Cookies for soldiers

Soldiers and sailors from this village on duty in this country will be the recipients of 3,600 cookies as an Easter remembrance from the Victory Club. Each boy will receive an assortment of brownies, sugar and nut cookies made at the Lake Placid Club bakery with Mrs. Charles Holt in charge of arrangements. Miss Helen Cautin supervised the packing. The butter was donated by the Victory Club, and the bakers contributed the remaining ingredients and the labor.

Working children

Two bills were passed by the Senate to permit the release of school children for work connected with the war effort. Similar action is expected in the Assembly.

One would excuse students 14 years and over to take temporary jobs in canneries and greenhouses. The other would permit pupils 16 and over to be absent for up to 30 days each school year to engage in commercial fishing. Students 14 years old and over may now absent themselves for up to 30 days a year to work on farms, under a 1941 law reenacted this year.

Mirror Lake rescue

What might have been a double tragedy here Wednesday afternoon narrowly averted by the quick thinking of a 10-year-old boy, Orson Kelly Jr., who saved two younger boys who had gone through the ice of Mirror Lake.

James Shea Jr., aged 4, son of Mr. and Mrs. John A. Shea and Ronald Lawrence, 6, son of Mr. and Mrs. Raymond Lawrence, were playing on the ice in the rear of the Wanda building shortly after 6 p.m. Arthur Adams, watching the boys from the window of his apartment noticed that they were dangerously near a raceway of water at the end of a drainage pipe from Main Street which had opened the ice for several yards.

Before Mr. Adams could warn them, the boys, unaware that they were near open water, walked directly into the raceway where the water is about 6 feet deep.

Neither lad can swim. Young Kelly, who was playing nearby, came to the rescue and instead of wasting time from the shore side, he circled on the ice and reaching down grabbed a boy in either hand and succeeded in hauling them up to safety from the ice water.

Scrap metal pickup

Ralph G. King, chairman of the salvage section of the Essex County war council, advises that residents of the county during the month of April should locate, prepare and assemble all scrap metal for the spring pickup which is scheduled between May 1 and May 15.

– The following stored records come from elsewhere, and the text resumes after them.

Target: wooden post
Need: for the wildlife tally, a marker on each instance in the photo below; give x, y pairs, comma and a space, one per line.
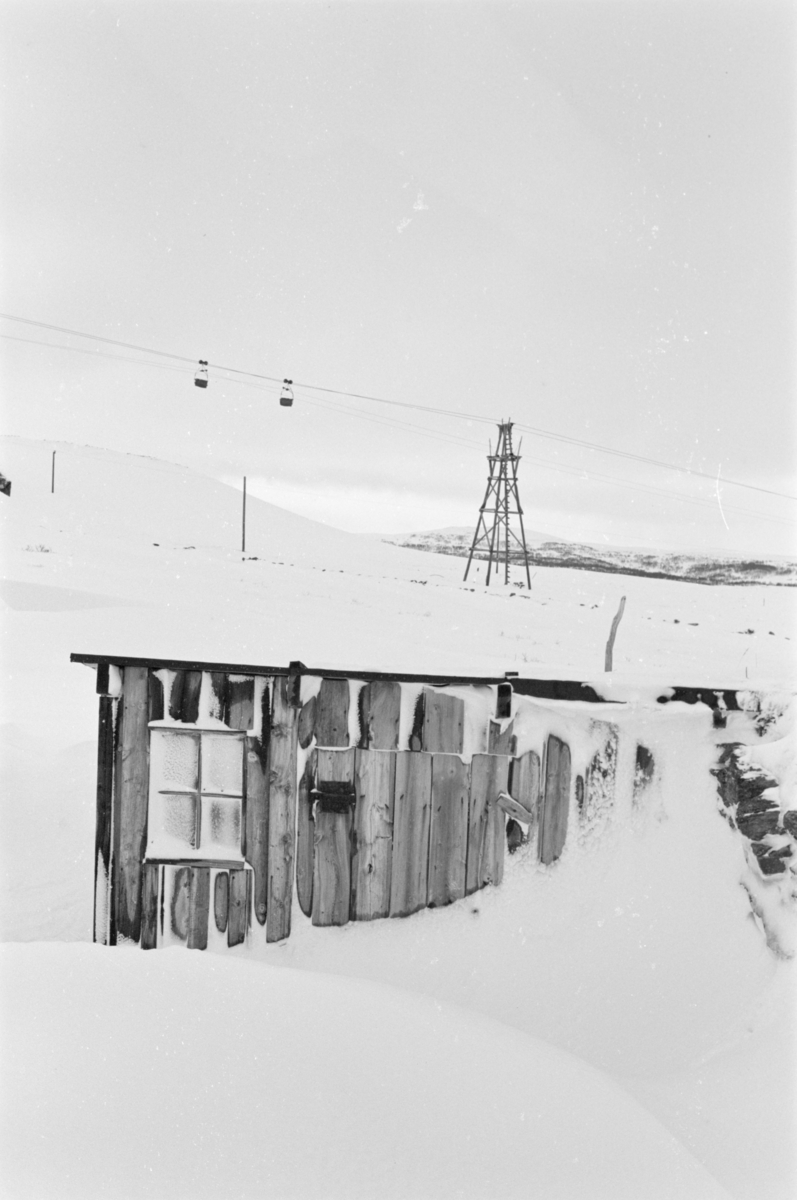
375, 775
379, 715
130, 816
198, 907
221, 900
525, 787
610, 643
333, 843
282, 810
305, 837
331, 713
448, 829
256, 822
556, 801
411, 820
103, 817
486, 821
149, 906
443, 723
238, 911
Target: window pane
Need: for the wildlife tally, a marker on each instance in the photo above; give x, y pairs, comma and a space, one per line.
221, 827
174, 761
172, 825
222, 763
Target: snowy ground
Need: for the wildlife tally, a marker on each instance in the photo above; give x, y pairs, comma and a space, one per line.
630, 973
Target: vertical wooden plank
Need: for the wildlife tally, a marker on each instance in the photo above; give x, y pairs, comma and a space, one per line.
333, 844
239, 711
219, 695
238, 912
282, 810
443, 723
411, 817
180, 903
305, 837
375, 775
256, 820
502, 741
130, 819
556, 799
331, 713
149, 906
198, 907
448, 829
221, 900
103, 817
379, 715
306, 723
486, 821
155, 697
525, 787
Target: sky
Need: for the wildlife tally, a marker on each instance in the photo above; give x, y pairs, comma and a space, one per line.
573, 215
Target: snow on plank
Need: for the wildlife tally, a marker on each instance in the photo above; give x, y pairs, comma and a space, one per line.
333, 841
411, 821
556, 801
282, 810
373, 779
448, 829
486, 821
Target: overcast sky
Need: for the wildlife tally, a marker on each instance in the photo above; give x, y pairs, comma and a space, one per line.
574, 215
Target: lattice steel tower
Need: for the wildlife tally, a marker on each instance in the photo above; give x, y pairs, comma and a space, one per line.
501, 502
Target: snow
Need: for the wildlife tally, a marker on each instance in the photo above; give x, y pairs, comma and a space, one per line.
630, 983
225, 1078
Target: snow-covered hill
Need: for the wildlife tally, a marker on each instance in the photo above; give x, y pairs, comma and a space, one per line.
637, 953
545, 551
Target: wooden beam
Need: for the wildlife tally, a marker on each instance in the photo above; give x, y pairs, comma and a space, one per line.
282, 810
130, 817
180, 903
443, 723
149, 905
375, 774
256, 820
331, 713
486, 821
306, 723
239, 713
379, 715
238, 911
221, 900
198, 907
556, 801
333, 844
502, 741
411, 820
106, 760
448, 829
305, 837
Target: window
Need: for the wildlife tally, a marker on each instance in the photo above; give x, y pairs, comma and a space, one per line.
196, 795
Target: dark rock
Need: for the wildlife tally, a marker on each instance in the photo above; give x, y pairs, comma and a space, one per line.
771, 861
790, 821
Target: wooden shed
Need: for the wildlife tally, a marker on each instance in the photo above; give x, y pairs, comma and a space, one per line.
227, 790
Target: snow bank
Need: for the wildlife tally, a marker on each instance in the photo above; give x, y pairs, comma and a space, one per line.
131, 1074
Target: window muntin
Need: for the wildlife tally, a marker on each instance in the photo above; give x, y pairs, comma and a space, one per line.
196, 795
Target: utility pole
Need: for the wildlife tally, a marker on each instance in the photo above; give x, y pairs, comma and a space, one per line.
501, 502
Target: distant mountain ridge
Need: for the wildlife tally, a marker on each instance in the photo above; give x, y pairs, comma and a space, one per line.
544, 551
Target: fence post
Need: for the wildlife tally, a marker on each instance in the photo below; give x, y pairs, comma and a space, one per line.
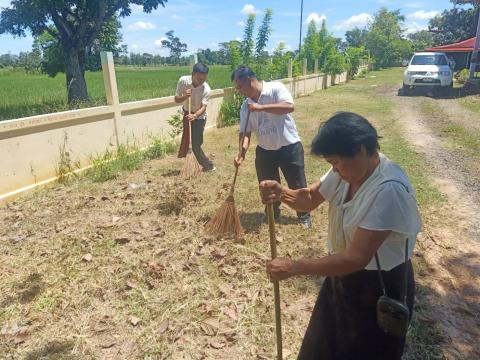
304, 76
290, 76
111, 90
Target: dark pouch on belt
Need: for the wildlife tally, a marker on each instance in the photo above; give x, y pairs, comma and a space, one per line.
393, 316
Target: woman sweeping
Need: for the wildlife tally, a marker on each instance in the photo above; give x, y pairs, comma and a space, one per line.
372, 215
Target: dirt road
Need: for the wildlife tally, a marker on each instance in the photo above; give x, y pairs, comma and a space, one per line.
452, 239
123, 269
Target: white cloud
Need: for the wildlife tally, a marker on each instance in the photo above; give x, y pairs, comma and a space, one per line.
317, 18
412, 27
415, 5
249, 9
423, 15
136, 8
199, 26
360, 20
158, 42
142, 25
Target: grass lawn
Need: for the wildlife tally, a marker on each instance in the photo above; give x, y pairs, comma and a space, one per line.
107, 270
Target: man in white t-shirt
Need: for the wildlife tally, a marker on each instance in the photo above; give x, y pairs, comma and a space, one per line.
270, 105
194, 87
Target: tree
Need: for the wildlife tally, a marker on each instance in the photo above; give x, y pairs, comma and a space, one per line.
453, 25
248, 44
77, 24
175, 46
234, 54
355, 37
311, 45
355, 57
263, 33
421, 40
385, 40
328, 47
53, 62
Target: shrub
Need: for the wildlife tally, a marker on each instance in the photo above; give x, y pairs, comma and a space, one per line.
462, 76
176, 122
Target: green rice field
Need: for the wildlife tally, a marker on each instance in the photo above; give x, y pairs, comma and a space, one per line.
24, 94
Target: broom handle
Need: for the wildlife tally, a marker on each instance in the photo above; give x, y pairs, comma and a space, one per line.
276, 287
189, 122
241, 147
234, 181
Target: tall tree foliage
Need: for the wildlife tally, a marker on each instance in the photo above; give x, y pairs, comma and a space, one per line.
312, 47
53, 59
248, 43
385, 39
175, 46
77, 24
263, 33
421, 40
355, 37
454, 25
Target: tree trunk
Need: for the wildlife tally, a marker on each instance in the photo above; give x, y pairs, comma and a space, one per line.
76, 85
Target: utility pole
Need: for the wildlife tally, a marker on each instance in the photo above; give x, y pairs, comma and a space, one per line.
475, 54
474, 60
301, 20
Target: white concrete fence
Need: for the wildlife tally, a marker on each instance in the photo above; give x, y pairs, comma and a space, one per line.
31, 147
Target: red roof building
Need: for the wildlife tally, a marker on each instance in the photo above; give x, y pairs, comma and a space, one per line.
460, 53
462, 46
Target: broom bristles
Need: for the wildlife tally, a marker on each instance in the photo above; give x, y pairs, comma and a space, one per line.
226, 221
191, 167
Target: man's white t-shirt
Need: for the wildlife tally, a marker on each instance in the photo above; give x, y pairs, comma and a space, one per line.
200, 94
385, 201
272, 131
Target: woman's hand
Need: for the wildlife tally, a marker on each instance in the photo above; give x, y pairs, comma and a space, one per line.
191, 117
254, 106
270, 191
280, 269
237, 161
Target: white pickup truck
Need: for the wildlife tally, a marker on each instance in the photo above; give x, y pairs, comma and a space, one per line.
431, 69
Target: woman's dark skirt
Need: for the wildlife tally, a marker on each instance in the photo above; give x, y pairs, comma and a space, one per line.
344, 326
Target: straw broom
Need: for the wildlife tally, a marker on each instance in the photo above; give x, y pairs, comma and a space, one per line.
191, 167
276, 286
226, 220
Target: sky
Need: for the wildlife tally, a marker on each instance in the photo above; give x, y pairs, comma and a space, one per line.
206, 23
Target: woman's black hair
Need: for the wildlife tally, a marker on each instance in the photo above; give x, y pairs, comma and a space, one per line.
343, 134
200, 68
242, 73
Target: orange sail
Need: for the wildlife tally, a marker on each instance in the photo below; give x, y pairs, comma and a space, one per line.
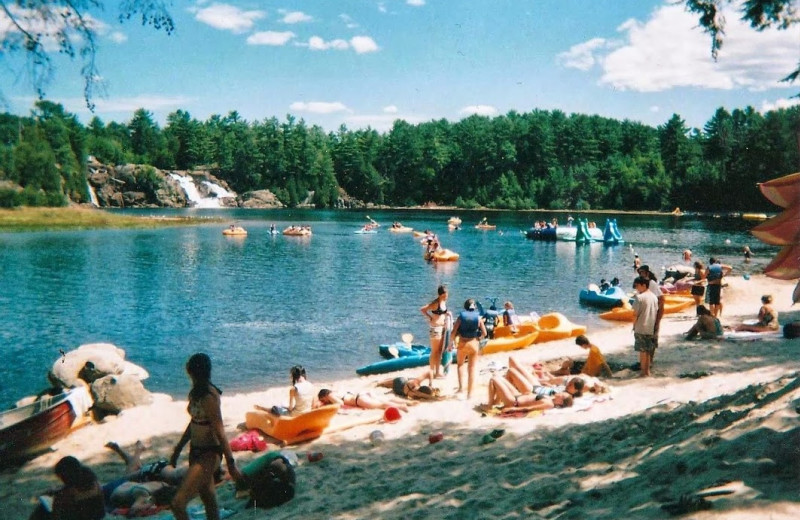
783, 191
782, 230
786, 265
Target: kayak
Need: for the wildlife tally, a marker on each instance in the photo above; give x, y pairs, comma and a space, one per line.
783, 191
505, 340
672, 303
291, 429
400, 349
608, 299
395, 364
555, 326
235, 231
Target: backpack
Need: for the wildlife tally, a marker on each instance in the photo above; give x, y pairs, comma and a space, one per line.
791, 330
271, 479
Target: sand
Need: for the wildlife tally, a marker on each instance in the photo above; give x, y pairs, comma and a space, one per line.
733, 432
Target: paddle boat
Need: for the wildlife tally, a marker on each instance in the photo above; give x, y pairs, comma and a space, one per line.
555, 326
234, 231
508, 338
297, 231
612, 297
31, 429
441, 255
292, 429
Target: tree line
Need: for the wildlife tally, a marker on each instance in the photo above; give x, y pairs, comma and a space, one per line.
539, 159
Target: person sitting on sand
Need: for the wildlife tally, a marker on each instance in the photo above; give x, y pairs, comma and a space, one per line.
707, 326
365, 400
594, 365
81, 497
767, 318
501, 391
412, 388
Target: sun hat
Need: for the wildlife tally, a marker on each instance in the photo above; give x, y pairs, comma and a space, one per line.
391, 414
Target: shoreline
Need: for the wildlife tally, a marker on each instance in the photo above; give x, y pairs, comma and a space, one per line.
616, 456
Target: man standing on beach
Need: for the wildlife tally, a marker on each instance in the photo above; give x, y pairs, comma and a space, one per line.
645, 311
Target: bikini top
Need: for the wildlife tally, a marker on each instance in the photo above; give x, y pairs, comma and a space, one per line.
441, 309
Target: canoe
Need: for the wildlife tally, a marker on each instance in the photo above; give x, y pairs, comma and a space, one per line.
31, 429
608, 299
400, 349
783, 191
291, 429
782, 230
505, 340
395, 364
672, 303
555, 326
235, 232
442, 255
297, 232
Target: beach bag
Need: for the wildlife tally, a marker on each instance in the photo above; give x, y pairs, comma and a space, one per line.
791, 330
271, 480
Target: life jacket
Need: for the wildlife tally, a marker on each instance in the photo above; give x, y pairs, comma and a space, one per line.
470, 324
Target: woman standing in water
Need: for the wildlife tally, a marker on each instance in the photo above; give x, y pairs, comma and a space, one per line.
436, 313
208, 442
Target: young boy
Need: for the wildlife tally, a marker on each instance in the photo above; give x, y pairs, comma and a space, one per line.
595, 364
645, 310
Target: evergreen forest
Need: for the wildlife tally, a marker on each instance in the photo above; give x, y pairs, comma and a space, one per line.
533, 160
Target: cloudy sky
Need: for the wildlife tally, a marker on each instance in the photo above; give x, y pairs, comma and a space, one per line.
368, 62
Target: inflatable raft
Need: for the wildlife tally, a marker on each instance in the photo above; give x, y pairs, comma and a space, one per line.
291, 429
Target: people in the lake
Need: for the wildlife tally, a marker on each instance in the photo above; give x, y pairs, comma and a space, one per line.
208, 443
767, 318
715, 272
706, 326
468, 328
436, 314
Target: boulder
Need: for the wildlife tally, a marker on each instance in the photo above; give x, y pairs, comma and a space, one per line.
104, 359
114, 393
259, 199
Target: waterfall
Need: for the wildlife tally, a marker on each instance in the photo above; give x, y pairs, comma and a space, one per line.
92, 195
193, 194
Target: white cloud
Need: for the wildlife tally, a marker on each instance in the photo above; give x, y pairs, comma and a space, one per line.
315, 43
294, 17
319, 107
270, 38
481, 110
669, 50
767, 106
227, 17
582, 55
363, 44
348, 21
128, 104
118, 37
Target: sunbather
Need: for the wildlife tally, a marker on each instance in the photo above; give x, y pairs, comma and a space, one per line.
501, 391
365, 400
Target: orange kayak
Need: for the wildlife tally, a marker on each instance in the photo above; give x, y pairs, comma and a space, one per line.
292, 429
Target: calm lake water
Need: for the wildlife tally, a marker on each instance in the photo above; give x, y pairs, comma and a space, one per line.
262, 303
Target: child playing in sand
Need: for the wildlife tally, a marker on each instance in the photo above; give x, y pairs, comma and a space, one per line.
594, 365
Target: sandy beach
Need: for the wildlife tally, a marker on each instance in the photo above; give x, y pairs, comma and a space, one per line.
718, 417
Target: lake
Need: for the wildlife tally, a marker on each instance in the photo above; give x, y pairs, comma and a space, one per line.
260, 304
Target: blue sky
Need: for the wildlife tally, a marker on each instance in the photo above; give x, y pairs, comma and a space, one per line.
369, 62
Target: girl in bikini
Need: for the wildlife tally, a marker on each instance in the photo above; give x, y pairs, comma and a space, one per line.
436, 313
206, 433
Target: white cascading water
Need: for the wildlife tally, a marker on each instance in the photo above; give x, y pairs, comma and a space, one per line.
92, 195
193, 194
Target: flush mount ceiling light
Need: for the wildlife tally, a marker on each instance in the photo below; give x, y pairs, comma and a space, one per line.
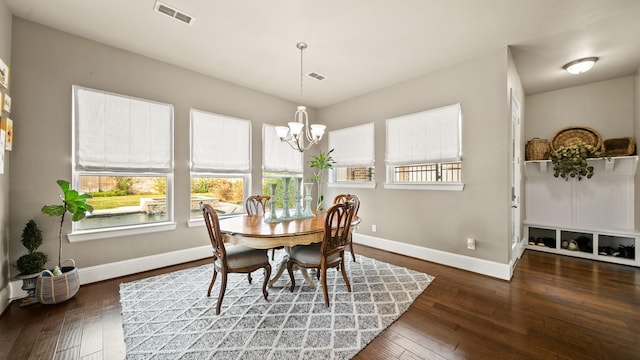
293, 134
581, 65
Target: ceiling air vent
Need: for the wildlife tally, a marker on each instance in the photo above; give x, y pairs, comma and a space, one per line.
173, 12
316, 76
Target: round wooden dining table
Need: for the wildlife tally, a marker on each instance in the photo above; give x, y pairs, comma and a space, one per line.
254, 232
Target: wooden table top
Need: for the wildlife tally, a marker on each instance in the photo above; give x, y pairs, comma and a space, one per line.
254, 226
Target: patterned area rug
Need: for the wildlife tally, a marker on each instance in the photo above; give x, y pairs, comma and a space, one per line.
170, 317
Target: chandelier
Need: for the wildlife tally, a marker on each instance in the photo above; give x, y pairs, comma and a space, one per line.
293, 134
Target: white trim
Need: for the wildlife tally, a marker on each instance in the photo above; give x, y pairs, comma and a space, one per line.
434, 186
481, 266
353, 184
5, 297
127, 267
133, 266
95, 234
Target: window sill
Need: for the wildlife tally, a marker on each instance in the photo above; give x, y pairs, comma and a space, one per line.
197, 222
353, 184
95, 234
432, 186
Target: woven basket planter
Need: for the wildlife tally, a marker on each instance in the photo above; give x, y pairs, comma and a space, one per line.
54, 289
537, 149
577, 135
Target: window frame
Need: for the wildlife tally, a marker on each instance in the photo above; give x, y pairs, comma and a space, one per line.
196, 172
246, 188
78, 234
347, 156
423, 118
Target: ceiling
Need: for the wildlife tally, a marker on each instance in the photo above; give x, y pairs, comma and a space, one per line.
358, 45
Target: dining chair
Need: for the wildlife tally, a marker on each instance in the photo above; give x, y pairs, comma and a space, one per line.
328, 253
353, 199
236, 259
257, 205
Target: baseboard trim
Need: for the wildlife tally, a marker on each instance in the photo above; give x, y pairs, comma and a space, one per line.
481, 266
126, 267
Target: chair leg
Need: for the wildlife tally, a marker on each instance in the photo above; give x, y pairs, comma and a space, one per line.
293, 279
324, 286
213, 280
223, 287
267, 276
344, 275
353, 255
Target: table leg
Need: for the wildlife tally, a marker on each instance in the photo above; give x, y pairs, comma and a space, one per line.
282, 266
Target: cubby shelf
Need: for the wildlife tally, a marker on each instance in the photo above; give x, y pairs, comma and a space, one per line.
592, 218
619, 247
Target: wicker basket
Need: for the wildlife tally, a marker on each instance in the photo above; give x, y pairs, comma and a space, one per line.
537, 149
577, 135
619, 146
52, 289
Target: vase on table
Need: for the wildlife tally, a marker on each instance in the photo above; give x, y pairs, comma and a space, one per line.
273, 216
307, 200
285, 200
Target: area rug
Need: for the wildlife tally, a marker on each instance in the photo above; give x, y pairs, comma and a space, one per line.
170, 317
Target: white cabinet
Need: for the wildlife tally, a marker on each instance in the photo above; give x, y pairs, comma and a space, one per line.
592, 218
617, 247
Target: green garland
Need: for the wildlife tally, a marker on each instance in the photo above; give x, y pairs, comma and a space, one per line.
571, 161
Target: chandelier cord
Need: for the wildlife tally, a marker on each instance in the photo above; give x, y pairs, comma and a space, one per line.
301, 47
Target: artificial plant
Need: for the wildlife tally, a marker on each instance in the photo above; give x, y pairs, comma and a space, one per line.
320, 162
571, 161
72, 202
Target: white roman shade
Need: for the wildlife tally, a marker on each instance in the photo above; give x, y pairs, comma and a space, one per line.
118, 133
353, 146
426, 137
278, 156
219, 143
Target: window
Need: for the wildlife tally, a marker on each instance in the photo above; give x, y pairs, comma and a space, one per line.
424, 150
220, 162
279, 160
354, 154
123, 157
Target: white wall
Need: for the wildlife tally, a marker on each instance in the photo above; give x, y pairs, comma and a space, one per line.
47, 63
605, 106
5, 259
442, 220
636, 131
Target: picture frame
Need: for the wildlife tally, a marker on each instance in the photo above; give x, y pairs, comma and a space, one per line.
7, 126
4, 74
6, 102
2, 139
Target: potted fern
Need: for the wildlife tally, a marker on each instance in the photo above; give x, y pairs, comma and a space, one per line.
62, 283
320, 162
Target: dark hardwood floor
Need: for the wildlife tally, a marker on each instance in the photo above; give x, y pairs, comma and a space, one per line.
555, 307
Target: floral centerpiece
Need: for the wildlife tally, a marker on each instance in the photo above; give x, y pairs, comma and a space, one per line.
571, 161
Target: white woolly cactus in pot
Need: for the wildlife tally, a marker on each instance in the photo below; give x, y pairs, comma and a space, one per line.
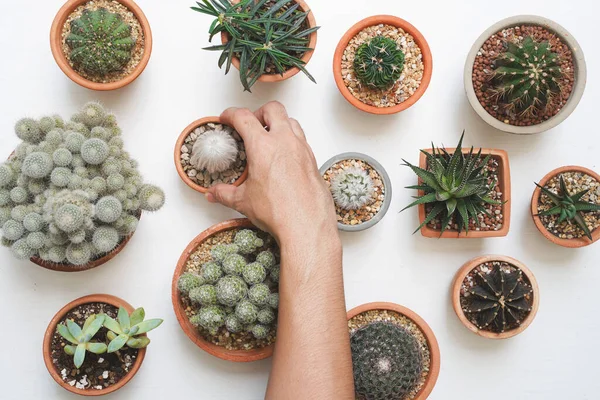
70, 194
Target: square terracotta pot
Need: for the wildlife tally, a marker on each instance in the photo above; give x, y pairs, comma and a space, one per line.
504, 180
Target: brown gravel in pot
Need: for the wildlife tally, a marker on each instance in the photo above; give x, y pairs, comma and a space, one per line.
409, 81
576, 182
98, 371
136, 32
224, 338
493, 223
368, 317
483, 69
355, 217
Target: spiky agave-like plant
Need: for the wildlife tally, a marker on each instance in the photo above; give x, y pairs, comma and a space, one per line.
455, 185
569, 207
379, 63
262, 36
100, 42
526, 76
498, 299
387, 361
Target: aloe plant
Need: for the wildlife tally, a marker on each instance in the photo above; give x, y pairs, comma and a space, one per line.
261, 35
129, 329
81, 337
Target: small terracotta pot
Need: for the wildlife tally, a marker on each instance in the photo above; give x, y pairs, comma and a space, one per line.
95, 298
504, 180
56, 42
419, 40
190, 330
180, 141
460, 277
434, 349
312, 43
570, 243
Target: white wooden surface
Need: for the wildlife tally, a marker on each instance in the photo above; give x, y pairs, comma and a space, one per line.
556, 358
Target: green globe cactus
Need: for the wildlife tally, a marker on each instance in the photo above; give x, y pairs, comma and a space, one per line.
379, 62
100, 43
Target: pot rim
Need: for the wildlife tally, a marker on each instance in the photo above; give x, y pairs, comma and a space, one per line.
468, 267
419, 40
434, 349
177, 154
568, 243
505, 185
56, 46
312, 22
94, 298
186, 326
578, 60
387, 184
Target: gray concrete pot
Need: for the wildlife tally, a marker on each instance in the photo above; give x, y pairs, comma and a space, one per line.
578, 60
387, 183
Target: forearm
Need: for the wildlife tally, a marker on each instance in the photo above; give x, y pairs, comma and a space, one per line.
312, 354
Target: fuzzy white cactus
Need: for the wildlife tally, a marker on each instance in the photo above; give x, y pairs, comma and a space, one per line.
214, 151
352, 188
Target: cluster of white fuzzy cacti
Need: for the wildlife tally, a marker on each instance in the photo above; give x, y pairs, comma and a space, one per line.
70, 192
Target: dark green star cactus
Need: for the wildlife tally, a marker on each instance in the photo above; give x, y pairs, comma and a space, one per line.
526, 77
379, 63
387, 361
100, 42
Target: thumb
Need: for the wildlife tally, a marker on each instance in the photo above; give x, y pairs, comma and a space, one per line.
227, 195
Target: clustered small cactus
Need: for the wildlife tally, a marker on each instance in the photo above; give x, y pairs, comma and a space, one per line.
127, 330
100, 42
70, 192
526, 77
352, 188
387, 361
379, 62
214, 151
234, 292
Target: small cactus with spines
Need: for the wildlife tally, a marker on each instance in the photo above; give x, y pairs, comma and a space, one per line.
56, 185
526, 77
379, 63
100, 43
233, 291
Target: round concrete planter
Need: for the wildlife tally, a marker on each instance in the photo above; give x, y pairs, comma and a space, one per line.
578, 60
387, 184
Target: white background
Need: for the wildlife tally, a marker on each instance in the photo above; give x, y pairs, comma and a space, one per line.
555, 358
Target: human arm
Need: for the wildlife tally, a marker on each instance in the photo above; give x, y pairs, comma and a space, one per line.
285, 195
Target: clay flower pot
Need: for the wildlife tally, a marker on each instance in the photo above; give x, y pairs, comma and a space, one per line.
570, 243
190, 330
387, 184
419, 40
460, 277
177, 155
578, 61
306, 57
504, 181
56, 44
95, 298
434, 349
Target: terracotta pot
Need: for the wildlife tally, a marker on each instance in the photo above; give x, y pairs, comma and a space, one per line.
570, 243
503, 178
578, 60
56, 43
190, 330
460, 277
186, 132
312, 43
434, 349
419, 40
95, 298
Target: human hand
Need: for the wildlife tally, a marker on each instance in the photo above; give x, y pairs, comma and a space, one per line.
284, 193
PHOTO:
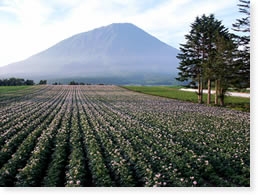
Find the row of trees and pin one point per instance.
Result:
(15, 82)
(212, 55)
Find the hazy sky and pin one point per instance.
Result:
(30, 26)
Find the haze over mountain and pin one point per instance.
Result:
(117, 51)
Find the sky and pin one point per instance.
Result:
(30, 26)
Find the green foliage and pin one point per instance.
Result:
(236, 103)
(99, 135)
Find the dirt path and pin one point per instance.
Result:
(236, 94)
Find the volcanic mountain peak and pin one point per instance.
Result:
(109, 50)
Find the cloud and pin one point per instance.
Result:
(38, 24)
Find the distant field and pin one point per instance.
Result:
(11, 89)
(236, 103)
(109, 136)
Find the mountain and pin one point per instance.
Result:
(117, 51)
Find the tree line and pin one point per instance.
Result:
(15, 82)
(212, 56)
(19, 81)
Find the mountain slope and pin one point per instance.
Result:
(119, 49)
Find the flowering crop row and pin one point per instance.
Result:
(108, 136)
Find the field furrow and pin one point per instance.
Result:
(109, 136)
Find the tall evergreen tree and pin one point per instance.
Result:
(198, 55)
(243, 27)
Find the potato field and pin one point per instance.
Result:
(96, 135)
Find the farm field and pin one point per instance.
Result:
(110, 136)
(231, 102)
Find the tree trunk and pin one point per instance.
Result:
(199, 90)
(221, 97)
(209, 92)
(216, 92)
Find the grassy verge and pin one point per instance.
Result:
(236, 103)
(11, 89)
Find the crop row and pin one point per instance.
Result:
(108, 136)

The state salvage committee has designated April as the period in which householders should scour their premises to locate every piece of scrap metal possible, especially heavy farm scrap to set this country on its way toward meeting its quota for the first six months of 1943. Salvage chairmen in each town will arrange for the pickup and they can be helped if householders assemble scrap in a pile where it can be loaded into a truck. Farmers having old machinery which is of no further use are urged to see that it gets back into production.